Wintsch K
Handchir Mikrochir Plast Chir. 1986 Jul;18(4):231-5.
For the reconstruction of the nostril a nasolabial flap is recommended. According to the method of Pers (1967), the upper part of the flap is used for lining and the lower part for the outside coverage of the defect. In order to avoid lateral traction on the nostril, the author recommends that a small triangular flap with an inferior pedicle is left between the nasolabial flap and the nostril. For total reconstruction of the nose, a frontal flap with a primary cantilever bone graft as described by Millard (1966) is suggested. We advise to take one half of forehead skin. This gives a less obvious donor site and enough length in the diagonal direction for the dorsum of the nose and the columella. For the leprotic nose it is emphasized that no skin loss is present, there is only a loss of lining and support. In all advanced cases a large septal defect is encountered. The reliable postnasal inlay of Gillies is mentioned but the draw back to this method is that the care of the postnasal prosthesis may be difficult for leprosy patients with disabled hands. Secondary bone grafting after this procedure has a high failure rate because of infection.

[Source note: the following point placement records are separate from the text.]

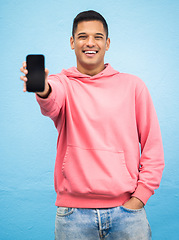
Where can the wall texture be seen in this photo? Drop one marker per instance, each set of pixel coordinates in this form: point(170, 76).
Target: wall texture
point(144, 41)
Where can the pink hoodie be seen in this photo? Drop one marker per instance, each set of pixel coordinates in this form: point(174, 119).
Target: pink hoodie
point(100, 121)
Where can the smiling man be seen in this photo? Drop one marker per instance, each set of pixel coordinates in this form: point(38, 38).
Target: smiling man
point(102, 179)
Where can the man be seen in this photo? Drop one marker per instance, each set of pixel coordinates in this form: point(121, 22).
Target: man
point(101, 178)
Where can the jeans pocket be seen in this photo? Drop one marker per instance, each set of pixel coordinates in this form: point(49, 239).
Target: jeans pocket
point(64, 211)
point(131, 210)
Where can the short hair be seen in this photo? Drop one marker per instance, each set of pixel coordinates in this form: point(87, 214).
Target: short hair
point(89, 16)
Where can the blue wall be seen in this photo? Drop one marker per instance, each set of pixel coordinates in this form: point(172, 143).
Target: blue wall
point(144, 41)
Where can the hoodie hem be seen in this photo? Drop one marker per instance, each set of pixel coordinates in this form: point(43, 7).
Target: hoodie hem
point(67, 200)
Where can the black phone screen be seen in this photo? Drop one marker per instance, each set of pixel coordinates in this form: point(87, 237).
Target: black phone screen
point(36, 73)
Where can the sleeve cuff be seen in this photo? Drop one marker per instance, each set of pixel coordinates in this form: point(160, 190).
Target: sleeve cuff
point(142, 193)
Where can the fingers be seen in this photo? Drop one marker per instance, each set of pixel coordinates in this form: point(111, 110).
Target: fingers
point(23, 68)
point(24, 78)
point(46, 72)
point(24, 89)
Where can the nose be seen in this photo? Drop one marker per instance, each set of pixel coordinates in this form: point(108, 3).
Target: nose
point(90, 42)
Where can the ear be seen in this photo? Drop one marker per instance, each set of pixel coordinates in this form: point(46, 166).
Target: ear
point(108, 44)
point(72, 43)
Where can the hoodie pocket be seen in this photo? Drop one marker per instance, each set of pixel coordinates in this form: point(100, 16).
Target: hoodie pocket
point(96, 172)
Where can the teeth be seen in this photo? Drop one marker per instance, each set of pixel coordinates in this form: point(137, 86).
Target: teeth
point(90, 52)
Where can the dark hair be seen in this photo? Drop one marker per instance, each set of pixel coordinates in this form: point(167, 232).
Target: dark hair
point(89, 16)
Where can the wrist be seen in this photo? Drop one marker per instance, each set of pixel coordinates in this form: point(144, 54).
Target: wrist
point(46, 92)
point(134, 203)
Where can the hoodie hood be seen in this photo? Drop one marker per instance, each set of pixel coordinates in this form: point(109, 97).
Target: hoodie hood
point(74, 73)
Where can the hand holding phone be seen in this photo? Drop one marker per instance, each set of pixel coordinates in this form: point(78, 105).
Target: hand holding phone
point(36, 73)
point(47, 89)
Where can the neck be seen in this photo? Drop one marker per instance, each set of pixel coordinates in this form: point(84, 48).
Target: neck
point(90, 70)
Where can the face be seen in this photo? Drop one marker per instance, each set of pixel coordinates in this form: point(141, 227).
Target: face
point(90, 45)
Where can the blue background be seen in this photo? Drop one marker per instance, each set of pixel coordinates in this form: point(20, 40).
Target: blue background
point(144, 41)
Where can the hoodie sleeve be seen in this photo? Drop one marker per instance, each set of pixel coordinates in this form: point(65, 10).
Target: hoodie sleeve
point(51, 106)
point(152, 155)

For these reasons the reconstruction of lining by two nasolabial flaps according to Farina (1957) is described. The author has regularly used this method with a primary cantilever graft. A modification is again suggested. A small triangular skin flap is raised with the ala, thus avoiding lateral traction on the nostrils after closure of the donor site.

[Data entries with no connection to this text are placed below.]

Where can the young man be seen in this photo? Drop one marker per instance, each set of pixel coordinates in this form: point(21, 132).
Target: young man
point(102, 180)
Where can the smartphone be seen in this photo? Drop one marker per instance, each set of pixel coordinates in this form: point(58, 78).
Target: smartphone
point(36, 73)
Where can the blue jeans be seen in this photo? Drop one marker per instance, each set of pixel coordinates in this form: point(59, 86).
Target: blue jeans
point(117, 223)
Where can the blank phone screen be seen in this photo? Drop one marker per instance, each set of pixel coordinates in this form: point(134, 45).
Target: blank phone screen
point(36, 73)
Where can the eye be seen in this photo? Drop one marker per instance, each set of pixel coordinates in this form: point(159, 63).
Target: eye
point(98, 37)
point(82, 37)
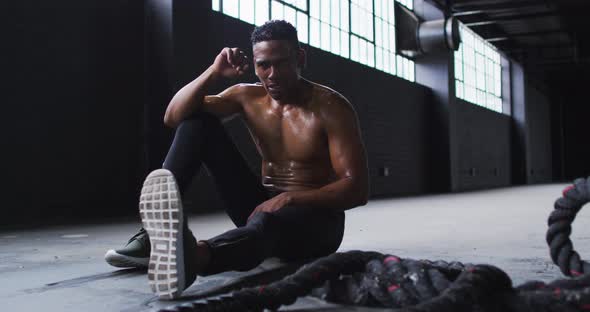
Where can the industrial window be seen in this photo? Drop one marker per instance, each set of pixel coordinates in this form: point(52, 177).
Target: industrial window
point(478, 71)
point(359, 30)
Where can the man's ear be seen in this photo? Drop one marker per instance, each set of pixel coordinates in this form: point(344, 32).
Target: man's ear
point(301, 58)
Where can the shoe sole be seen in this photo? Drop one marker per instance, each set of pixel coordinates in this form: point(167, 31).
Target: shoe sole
point(116, 259)
point(160, 208)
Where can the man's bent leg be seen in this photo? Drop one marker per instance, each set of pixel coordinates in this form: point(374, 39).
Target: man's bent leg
point(201, 139)
point(243, 248)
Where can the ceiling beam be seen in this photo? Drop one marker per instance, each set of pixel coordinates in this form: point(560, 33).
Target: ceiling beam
point(506, 18)
point(526, 34)
point(488, 5)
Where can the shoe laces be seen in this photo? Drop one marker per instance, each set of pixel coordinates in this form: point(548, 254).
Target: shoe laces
point(141, 236)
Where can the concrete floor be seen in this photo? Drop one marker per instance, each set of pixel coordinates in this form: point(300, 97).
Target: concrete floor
point(62, 268)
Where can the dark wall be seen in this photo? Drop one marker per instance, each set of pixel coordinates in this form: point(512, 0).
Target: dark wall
point(573, 128)
point(483, 147)
point(538, 136)
point(72, 89)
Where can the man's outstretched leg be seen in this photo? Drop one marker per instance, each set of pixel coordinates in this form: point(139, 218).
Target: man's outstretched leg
point(200, 139)
point(173, 246)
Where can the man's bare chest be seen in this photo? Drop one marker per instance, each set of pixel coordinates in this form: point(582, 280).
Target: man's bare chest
point(289, 134)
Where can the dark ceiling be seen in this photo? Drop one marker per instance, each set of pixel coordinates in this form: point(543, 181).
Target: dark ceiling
point(551, 38)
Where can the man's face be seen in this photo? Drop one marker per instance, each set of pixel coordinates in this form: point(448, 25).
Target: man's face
point(277, 65)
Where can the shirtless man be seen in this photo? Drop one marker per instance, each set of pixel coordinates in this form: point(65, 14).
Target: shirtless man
point(313, 167)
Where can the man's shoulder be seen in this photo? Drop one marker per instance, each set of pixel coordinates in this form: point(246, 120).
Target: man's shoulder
point(247, 87)
point(245, 92)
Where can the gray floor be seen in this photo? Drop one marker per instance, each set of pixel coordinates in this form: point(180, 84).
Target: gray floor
point(62, 268)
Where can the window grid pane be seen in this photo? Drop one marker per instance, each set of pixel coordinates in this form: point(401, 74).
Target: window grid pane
point(478, 71)
point(361, 30)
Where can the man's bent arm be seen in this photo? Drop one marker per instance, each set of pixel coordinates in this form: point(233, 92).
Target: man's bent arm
point(188, 99)
point(343, 194)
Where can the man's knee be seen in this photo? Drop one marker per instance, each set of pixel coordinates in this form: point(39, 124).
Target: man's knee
point(200, 120)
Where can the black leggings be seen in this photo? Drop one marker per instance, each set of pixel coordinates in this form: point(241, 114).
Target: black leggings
point(292, 232)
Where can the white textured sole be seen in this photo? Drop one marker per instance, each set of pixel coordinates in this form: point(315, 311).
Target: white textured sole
point(122, 261)
point(160, 208)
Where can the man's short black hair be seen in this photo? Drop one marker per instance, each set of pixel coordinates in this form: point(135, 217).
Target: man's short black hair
point(275, 30)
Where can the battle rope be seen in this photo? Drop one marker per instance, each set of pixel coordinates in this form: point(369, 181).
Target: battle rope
point(375, 279)
point(560, 228)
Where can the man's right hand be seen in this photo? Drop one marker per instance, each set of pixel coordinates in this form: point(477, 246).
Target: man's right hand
point(231, 63)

对于鼻孔重建,推荐使用鼻唇瓣。根据佩尔斯(1967年)的方法,瓣的上部用于衬里,下部用于缺损的外部覆盖。为避免对鼻孔的侧向牵拉,作者建议在鼻唇瓣和鼻孔之间保留一个带下方蒂的小三角形瓣。对于全鼻重建,建议采用米勒德(1966年)所描述的带一期悬臂骨移植的额瓣。我们建议取用一半的额部皮肤。这样供区不太明显,且在鼻背和鼻小柱的对角线方向有足够的长度。对于麻风性鼻,需要强调的是不存在皮肤缺失,只是衬里和支撑结构缺失。在所有晚期病例中,都会遇到较大的鼻中隔缺损。提及了吉利斯可靠的鼻后嵌体,但该方法的缺点是,对于手部残疾的麻风患者,鼻后假体的护理可能困难。此手术后的二期骨移植因感染而失败率很高。出于这些原因,描述了根据法里纳(1957年)的方法用两个鼻唇瓣重建衬里。作者经常使用这种带一期悬臂移植的方法。再次建议进行改良。掀起一个与鼻翼相连的小三角形皮瓣,这样在供区闭合后可避免对鼻孔的侧向牵拉。